When it comes to anxiety, I truly believe that reading is one of the best tools that you can use to help you overcome some of the obstacles that you face. Don’t get me wrong, you don’t have to be the best reader or particularly bookish (In fact, I’m a mega slow reader) but it’s all about finding what books work best for you. I have five suggestions that have found incredibly useful so I hope that they might do the same for you.
Humans Of New York, Brandon Stanton
“We’re gonna be fine.”
This may sound like a bit of an odd one really but there was something about Brandon Stanton that I instantly felt as though I could relate to. A guy that had had no formal training but simply took photographs because stumbling upon a diamond was enough “to keep me wanting more.”
Stanton started his blog after discovering that he loved photographing people, and from there, Humans of New York was born. The book came as a direct result of the success of his growing online presence and captures New Yorkers and their stories.
As soon as I bought this book, it helped me in a way that I didn’t know was possible. I found the notion of “everybody having their own baggage so I’m not in this alone” really comforting. After reading some of the incredible little anecdotes within, I would be surprised if you didn’t either.
Stanton captures the reality of everyday life perfectly which makes it so easy to relate to. And in a world that is consumed by the pressures of social media, that seems pretty hard to come by.
Natural Superwoman: The survival guide for women who have too much to do, Rosamond Richardson
“A practical, down-to-earth guide for busy women of all ages on how to survive the stresses and strains of modern life.”
I love that the book is described as “down-to-earth”. Again, and very much like Humans of New York, this book is incredibly relatable and easy to follow. Which for someone like me who often finds reading a slower process than most, is perfect.
The book really does cover a lot and is one that I often reach for when I am feeling anxious. It covers topics such as “Balancing relationships and work”, “Surviving stress”, “Eating well, naturally” and “Pure and simple beauty care” just to name a few.
It reminds me that I don’t have to be all things to all people and emphasises the importance of “Soul time.”
Quiet Power, Susan Cain
“It’s ok to cross the room to avoid small talk.”
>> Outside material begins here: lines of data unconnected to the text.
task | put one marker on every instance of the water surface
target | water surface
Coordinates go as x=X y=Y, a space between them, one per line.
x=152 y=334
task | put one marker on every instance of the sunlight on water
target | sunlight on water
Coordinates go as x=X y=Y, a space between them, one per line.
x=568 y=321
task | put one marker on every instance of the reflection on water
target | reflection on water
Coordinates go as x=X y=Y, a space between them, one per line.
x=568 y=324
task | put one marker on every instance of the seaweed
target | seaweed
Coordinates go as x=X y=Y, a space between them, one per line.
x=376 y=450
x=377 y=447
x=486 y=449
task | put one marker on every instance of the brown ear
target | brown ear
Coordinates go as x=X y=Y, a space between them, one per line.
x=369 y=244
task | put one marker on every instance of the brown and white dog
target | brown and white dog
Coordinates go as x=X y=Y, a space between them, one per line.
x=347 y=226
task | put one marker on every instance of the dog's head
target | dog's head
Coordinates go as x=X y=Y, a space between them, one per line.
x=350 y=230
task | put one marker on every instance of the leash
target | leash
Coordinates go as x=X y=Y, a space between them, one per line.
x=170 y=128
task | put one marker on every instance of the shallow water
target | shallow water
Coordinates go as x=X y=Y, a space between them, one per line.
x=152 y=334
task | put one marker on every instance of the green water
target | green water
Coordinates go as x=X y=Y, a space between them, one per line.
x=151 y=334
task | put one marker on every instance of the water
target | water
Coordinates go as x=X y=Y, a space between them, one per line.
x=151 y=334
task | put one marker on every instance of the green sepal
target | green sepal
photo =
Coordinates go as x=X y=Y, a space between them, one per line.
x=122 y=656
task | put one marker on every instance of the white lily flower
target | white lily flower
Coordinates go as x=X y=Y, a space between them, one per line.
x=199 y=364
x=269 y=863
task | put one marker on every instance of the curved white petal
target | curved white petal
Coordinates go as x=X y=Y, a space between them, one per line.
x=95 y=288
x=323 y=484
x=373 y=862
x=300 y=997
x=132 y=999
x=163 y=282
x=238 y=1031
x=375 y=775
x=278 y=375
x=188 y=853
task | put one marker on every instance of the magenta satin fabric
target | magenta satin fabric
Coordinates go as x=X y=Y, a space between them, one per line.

Out of everybody I know personally, I am by far the most introverted. Growing up in school, introversion and extroversion were topics that were never really discussed. I saw the fact that I often would rather spend time with my closest friends or alone than at a house party as something of a negative.
That’s when I discovered Susan Cain. After watching her Ted Talks speech that has been viewed over three million times (not just by me, I swear), I realised that introversion was something to be celebrated.
Then “Quiet” was released. A book that helped those “Growing up as an introvert in a world that can’t stop talking.” and it really did help me with my anxiety.
A lot of the situations that would cause me to feel anxious were as a result of my introversion. Struggling to be around huge amounts of people that I didn’t really know for long periods of time, seeing acquaintances and really dreading small talk and the fact that I didn’t feel the need to know lots and lots of people, were all things that triggered my anxiety at times. However, they are all discussed in this book.
She really became a little hero for those people who are frequently finding themselves being asked “Why are you so quiet?”
Calm, Michael Acton Smith
“I’d been intrigued by meditation but had always been too busy to give it a try. Like a lot of people, I was put off by the shroud of mysticism and “woo-wooness” of it all. The biggest issue, though, was that I simply couldn’t quiet my mind.”
I have referred to this book on my blog before because it is the one publication on the topic of mindfulness that I have benefited the most from. As a creative, I find it wonderfully engaging and understandable. It’s just a really honest book.
Regularly throughout, there are specific pages for you to note what made you feel calm on that day, what you are grateful for and the three highlights of your day. Which is perfect because once you have completed the little journal feature, you can re-live your personal journey to calm.
There are also a few added features, one of which is that you’re encouraged to cut out the blue ribbon book marker and tie it loosely around your wrist. The ribbon can then act as “a simple symbol of calm that can bring you back to what you’ve learned when you find yourself slipping.”
The Life Changing Magic of Not Giving a F**k, Sarah Knight
“This irreverent and practical book explains how to rid yourself of unwanted obligations, shame and guilt – and give your f**cks instead to people and things that make you happy”
Its a simple concept really, but one that I often find hard to put into practice. Having said that, after reading this book I found it a hell of a lot easier.
Sarah Knight is an absolute maverick and captivates her readers so effortlessly. Sub-headings include “Sort your fucks into categories”, “A fuck not given is something gained” and “So, do I have any friends left?” Seriously, what’s not to love?
Not only will you be left feeling that slightly less anxious, after all anxiety is pretty much overthinking about things that we really shouldn’t be giving that much of a fuck about, but you will want Knight to be your best mate.
I hope you find something that helps you within the five books that I have discussed, I certainly did. Also, feel free to name down below any books that have helped you with your anxiety that I haven’t listed. Let’s all help each other out. We’re all in this together peeps.